And mercifully, he ends it all with this:

I don’t believe in God—at least, not a God described in any text I know of—but I do believe in free will.

The way this is framed seems to me like Horgan thinks we should have some unjustified belief and that our skepticism is some kind of deficiency. He doesn’t believe in God, but he does believe in free will. Why not say you don’t believe in God and you believe in free will? Is not believing in a God supposed to be some sort of defect for which we need to counter with belief in other nonsense? If his position is as empirically supported as he kind of sort of seems to claim at certain points in this blog post, then it shouldn’t matter which other unrelated positions you hold. If you just go by evidence, you don’t have to worry about that.

But it seems like in this case, Horgan doesn’t care much about the evidence.
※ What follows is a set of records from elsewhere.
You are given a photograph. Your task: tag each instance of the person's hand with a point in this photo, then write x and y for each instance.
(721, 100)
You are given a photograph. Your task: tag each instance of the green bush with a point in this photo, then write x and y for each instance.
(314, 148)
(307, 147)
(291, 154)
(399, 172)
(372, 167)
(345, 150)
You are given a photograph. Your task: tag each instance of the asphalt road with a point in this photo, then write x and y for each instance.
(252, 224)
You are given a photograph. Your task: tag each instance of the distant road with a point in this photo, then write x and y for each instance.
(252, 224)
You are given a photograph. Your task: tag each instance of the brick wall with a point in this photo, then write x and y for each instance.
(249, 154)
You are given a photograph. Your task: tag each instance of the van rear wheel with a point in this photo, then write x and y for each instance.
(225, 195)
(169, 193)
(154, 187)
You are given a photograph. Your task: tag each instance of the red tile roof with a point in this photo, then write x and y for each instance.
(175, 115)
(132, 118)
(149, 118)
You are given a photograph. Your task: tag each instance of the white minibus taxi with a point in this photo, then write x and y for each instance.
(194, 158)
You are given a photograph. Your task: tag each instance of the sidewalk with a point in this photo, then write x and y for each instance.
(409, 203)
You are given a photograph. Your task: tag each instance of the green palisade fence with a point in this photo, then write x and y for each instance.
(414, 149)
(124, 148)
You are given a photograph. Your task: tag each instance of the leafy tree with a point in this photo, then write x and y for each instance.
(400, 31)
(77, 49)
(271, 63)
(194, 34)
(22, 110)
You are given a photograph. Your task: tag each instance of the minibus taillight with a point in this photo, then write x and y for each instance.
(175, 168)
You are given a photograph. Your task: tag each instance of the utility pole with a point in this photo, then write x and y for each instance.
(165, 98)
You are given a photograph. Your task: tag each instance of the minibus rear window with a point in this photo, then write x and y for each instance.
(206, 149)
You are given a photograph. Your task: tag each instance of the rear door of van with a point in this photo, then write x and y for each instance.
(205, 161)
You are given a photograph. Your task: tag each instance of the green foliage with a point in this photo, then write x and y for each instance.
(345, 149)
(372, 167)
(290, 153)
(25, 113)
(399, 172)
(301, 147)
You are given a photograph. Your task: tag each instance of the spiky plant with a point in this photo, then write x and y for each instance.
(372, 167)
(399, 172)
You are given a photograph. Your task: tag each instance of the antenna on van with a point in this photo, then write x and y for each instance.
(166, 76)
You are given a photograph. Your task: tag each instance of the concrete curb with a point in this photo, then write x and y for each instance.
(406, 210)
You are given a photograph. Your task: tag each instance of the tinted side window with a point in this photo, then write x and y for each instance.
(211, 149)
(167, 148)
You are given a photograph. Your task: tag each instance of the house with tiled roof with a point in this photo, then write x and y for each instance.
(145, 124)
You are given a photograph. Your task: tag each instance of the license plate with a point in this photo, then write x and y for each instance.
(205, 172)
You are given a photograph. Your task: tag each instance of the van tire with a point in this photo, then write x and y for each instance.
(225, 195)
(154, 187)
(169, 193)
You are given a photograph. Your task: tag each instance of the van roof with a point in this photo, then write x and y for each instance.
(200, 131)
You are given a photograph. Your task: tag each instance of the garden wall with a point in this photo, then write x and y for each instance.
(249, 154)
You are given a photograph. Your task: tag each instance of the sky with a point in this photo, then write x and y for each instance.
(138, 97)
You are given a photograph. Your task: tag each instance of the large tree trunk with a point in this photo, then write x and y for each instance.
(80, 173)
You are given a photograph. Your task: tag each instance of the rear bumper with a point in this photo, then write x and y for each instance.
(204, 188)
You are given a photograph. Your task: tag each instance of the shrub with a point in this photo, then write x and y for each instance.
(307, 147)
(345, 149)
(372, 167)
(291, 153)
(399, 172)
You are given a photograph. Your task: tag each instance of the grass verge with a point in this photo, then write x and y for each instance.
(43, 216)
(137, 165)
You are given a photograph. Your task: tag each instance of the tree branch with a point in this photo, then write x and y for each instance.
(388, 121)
He acknowledges it exists, but then ignores it. There’s no criticism of the scientists’ methodology or interpretations. He doesn’t even call for repeated experiments or further peer review. His case for free will is all just a bunch of fluff of the sort you’d get in angry letters creationists send to Scientific American.

And maybe we all have a little Sacred Cow somewhere that needs some critical examination. For some people, it’s a lot easier to kill off belief in the big God that exists somewhere out there than it is to do the same for the little God inside. And maybe we’ll never rid even ourselves of all irrational beliefs, but we might as well attack the ones we can recognize, popular or otherwise.